1

I tried to use regular expression (php) to match ending Roman Numerals. For simplicity, consider example below:

$str="Olympic III";
preg_match("#^(.*)(III|II|I)$#",$str,$rep);
print_r($rep);

That will only matches a single "I". The correct answer is for me to use ungreedy "U" modifier. But why? Doesn't regular expression use the order I provided (try "III" first before try "II" or "I")?

CinCout
  • 9,486
  • 12
  • 49
  • 67
Curry T
  • 9
  • 2

3 Answers3

1

Let us first understand what the \U is doing. It makes the quantifiers (in your case, the * in the first capturing group) lazy by default.

Your regex is equivalent to (.*?)(III|II|I) without the Ungreedy flag, which matches as you would expect it to.

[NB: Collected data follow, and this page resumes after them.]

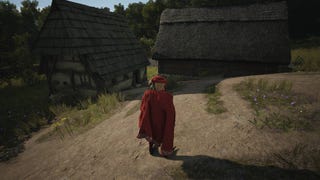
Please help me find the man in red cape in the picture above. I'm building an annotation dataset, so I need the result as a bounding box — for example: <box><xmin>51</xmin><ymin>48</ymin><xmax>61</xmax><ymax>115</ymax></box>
<box><xmin>137</xmin><ymin>75</ymin><xmax>176</xmax><ymax>157</ymax></box>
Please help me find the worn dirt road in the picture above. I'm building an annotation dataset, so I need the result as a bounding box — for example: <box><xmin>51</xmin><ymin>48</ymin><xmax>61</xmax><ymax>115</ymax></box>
<box><xmin>0</xmin><ymin>73</ymin><xmax>319</xmax><ymax>179</ymax></box>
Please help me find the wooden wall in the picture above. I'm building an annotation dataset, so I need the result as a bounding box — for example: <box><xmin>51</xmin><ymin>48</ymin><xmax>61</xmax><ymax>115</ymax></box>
<box><xmin>46</xmin><ymin>55</ymin><xmax>148</xmax><ymax>98</ymax></box>
<box><xmin>48</xmin><ymin>55</ymin><xmax>97</xmax><ymax>97</ymax></box>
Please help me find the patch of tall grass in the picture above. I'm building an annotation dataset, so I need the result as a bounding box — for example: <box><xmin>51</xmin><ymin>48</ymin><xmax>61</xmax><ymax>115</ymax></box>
<box><xmin>147</xmin><ymin>66</ymin><xmax>158</xmax><ymax>80</ymax></box>
<box><xmin>291</xmin><ymin>47</ymin><xmax>320</xmax><ymax>72</ymax></box>
<box><xmin>234</xmin><ymin>78</ymin><xmax>318</xmax><ymax>131</ymax></box>
<box><xmin>38</xmin><ymin>93</ymin><xmax>123</xmax><ymax>141</ymax></box>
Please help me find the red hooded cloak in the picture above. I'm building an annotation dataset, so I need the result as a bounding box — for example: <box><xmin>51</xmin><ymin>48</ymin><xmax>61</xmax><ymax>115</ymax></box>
<box><xmin>137</xmin><ymin>89</ymin><xmax>176</xmax><ymax>156</ymax></box>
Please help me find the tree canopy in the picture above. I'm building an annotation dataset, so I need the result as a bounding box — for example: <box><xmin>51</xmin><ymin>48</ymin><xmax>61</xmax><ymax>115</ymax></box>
<box><xmin>0</xmin><ymin>0</ymin><xmax>50</xmax><ymax>83</ymax></box>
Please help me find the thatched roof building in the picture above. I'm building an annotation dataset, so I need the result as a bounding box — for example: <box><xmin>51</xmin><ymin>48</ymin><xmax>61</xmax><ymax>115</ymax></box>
<box><xmin>33</xmin><ymin>0</ymin><xmax>149</xmax><ymax>99</ymax></box>
<box><xmin>153</xmin><ymin>1</ymin><xmax>290</xmax><ymax>76</ymax></box>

With (.*)(III|II|I) what you are actually asking the regex engine is to use quantifiers greedily, i.e., match whatever they can for as long as they can. Since your alternation allows to accept either III, II, or I, the first capturing group, since it is acting greedily, consumes up the most, and leaves the smallest part for the second group which contains the alternation.

CinCout
  • 9,486
  • 12
  • 49
  • 67
0

.* match the most character before (III|II|I) and (III|II|I) can only match one character you can use this regex sample ^(.*)\s(I+)$

Mehdi Daalvand
  • 631
  • 7
  • 14
0

Try this:

$str="Olympic III";
preg_match("#^(.*)\s(I+)$#",$str,$rep);
print_r($rep);

PHP Sandbox

\s before (I+) or (III|II|I) matches single whitespace and it solves your problem because it forces regexp to match (.*) only to start of interesting part.

Scalway
  • 1,633
  • 10
  • 18